Namun siapa pun tidak akan melupakan, payung di tangannya, adalah sebilah senjata tajam yang baru saja menusuk dada Tang Rou!
Tubuh Tang Rou mulai melemah, ia perlahan jatuh berlutut, sambil menatap dengan senyum setengah ada setengah tiada:
“Tak menyangka aku mati di tanganmu.”
Wu Xing (Tanpa Wujud) buru-buru berkata:
“Aku juga tak menyangka.”
Tang Rou hampir rebah ke tanah, masih berkata:
“Aku… aku tidak ingin mati…”
Wu Xing dengan nada penuh belas kasihan berkata:
“Matilah dengan tenang.”
Tang Rou sudah rebah di tanah, tetapi suaranya yang lemah masih bisa terdengar samar:
“Namun… senjata rahasia keluarga Tang… ada racunnya… kau… kau juga akan ikut denganku…”
Kali ini Wu Xing tidak bisa lagi tersenyum, payungnya terkulai, ia berkata lirih:
“Aku tahu kau berbeda.”
Tang Rou selesai mengucapkan kalimat itu, lalu menutup matanya:
“Bagiku… kau juga berbeda.”
Wu Xing berdiri terdiam lama sekali, akhirnya wajahnya berubah.
Ia bahkan merasa kakinya mulai gatal, lalu perlahan mati rasa.
Wu Xing mendesah serak:
“Mana… mana penawar racunnya?”
Barulah ia sadar, Tang Rou sudah tidak bersuara lagi.

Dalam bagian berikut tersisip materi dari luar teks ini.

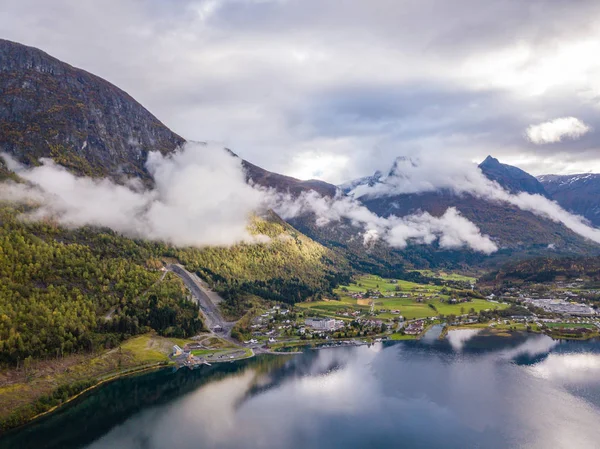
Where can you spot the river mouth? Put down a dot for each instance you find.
(474, 390)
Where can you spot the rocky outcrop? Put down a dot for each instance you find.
(51, 109)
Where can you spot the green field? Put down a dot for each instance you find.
(447, 276)
(570, 325)
(417, 305)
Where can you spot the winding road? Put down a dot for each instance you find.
(207, 300)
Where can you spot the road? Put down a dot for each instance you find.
(207, 300)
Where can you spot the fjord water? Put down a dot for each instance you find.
(468, 391)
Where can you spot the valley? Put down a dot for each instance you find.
(109, 267)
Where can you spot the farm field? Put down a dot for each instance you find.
(447, 276)
(570, 325)
(412, 300)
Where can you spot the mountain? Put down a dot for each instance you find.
(51, 109)
(284, 183)
(579, 194)
(517, 232)
(364, 181)
(69, 290)
(511, 178)
(544, 269)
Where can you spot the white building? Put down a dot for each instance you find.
(326, 324)
(177, 351)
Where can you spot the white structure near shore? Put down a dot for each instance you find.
(325, 324)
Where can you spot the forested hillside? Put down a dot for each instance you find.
(82, 290)
(543, 269)
(289, 268)
(64, 291)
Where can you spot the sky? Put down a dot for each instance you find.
(337, 89)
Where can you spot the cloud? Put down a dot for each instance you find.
(270, 79)
(556, 130)
(200, 198)
(451, 230)
(432, 173)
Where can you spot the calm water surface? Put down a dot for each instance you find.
(468, 391)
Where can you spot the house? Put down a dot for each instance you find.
(321, 323)
(177, 351)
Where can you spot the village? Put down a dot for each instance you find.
(375, 309)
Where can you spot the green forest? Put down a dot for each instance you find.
(87, 289)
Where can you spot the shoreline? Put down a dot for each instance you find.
(111, 378)
(320, 345)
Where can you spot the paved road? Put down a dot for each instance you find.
(206, 299)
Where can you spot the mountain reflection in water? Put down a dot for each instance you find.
(469, 390)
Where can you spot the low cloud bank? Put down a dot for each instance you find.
(451, 230)
(201, 198)
(426, 174)
(556, 130)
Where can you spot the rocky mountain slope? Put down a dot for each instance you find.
(51, 109)
(518, 233)
(511, 178)
(579, 194)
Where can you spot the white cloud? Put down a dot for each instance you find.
(451, 230)
(556, 130)
(254, 74)
(431, 173)
(200, 198)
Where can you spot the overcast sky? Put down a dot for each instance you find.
(334, 89)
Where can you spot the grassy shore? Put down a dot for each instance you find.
(46, 385)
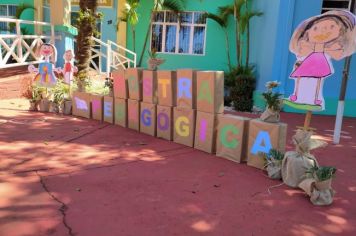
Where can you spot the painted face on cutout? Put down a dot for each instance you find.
(46, 50)
(324, 31)
(68, 55)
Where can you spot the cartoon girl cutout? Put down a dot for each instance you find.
(315, 42)
(68, 68)
(45, 73)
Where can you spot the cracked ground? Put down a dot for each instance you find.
(61, 175)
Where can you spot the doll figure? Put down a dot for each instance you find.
(45, 73)
(68, 68)
(315, 42)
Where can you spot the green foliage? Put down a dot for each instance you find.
(321, 173)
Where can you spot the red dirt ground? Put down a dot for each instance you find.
(107, 180)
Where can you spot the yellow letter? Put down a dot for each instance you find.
(164, 83)
(182, 126)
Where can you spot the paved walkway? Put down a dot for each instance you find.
(63, 175)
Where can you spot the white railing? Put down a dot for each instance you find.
(17, 49)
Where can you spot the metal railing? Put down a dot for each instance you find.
(17, 48)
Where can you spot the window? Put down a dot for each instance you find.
(46, 10)
(178, 34)
(7, 11)
(336, 5)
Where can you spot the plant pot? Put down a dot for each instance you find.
(270, 116)
(66, 107)
(44, 105)
(323, 185)
(153, 63)
(33, 106)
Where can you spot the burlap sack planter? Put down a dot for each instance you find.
(148, 118)
(262, 138)
(121, 112)
(205, 132)
(186, 88)
(166, 87)
(134, 80)
(184, 126)
(149, 86)
(133, 114)
(97, 106)
(165, 122)
(108, 109)
(210, 91)
(231, 139)
(270, 116)
(81, 104)
(121, 89)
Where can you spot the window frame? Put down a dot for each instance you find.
(192, 26)
(325, 9)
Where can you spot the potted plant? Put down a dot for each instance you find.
(273, 103)
(153, 61)
(273, 165)
(33, 94)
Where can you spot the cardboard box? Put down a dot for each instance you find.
(134, 80)
(186, 88)
(149, 85)
(133, 114)
(97, 106)
(166, 82)
(232, 135)
(120, 84)
(81, 104)
(205, 132)
(108, 108)
(165, 122)
(264, 136)
(184, 126)
(148, 118)
(210, 91)
(121, 112)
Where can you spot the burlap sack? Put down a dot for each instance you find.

Ia segera meloncat maju, membuang payung, hendak mencari obat penawar.
Deng Yuhan, Zuo Qiu Chaoran, dan Xiao Qiushui serentak ingin menyerbu maju, namun Iron Arm Demon melesat dari udara, mendarat menghadang di depan mereka.
Tiba-tiba, terdengar satu jeritan tragis!
Wajah Wu Xing dihujani oleh segerombol jarum.
Sedikitnya tiga ratus jarum perak!
Dalam sekejap, wajah Wu Xing berubah jadi sarang jarum.
Ia mendadak melompat dari posisi jongkok, menutup wajahnya, menjerit kesakitan sambil meraba-raba mencari payung berbahan kertas minyak itu. Akhirnya tubuhnya terpeleset dari batu besar, jatuh ke Sungai Yangtze yang bergelora, lenyap seketika!
Iron Arm Demon tertegun sejenak, Xiao Qiushui segera menggunakan kesempatan itu untuk berlari dan mengangkat Tang Rou ke lengannya.
Wajah pemuda lembut itu masih bisa menampilkan senyuman:
“Ia… ia menggeledah tubuhku. Tak seorang pun… tak seorang pun berani menyentuh orang klan Tang yang masih hidup…”
Xiao Qiushui melihat pakaiannya basah kuyup dengan darah, sudut bibirnya mengalir darah, hatinya seperti terkoyak, ia hanya bisa berkata penuh kepedihan:
“Benar… benar…”
Tang Rou menatapnya tanpa daya, tersenyum dengan susah payah:
“Aku… aku sungguh akan mati, ya?”
Xiao Qiushui tidak menjawab, hujan dan angin semakin menggila.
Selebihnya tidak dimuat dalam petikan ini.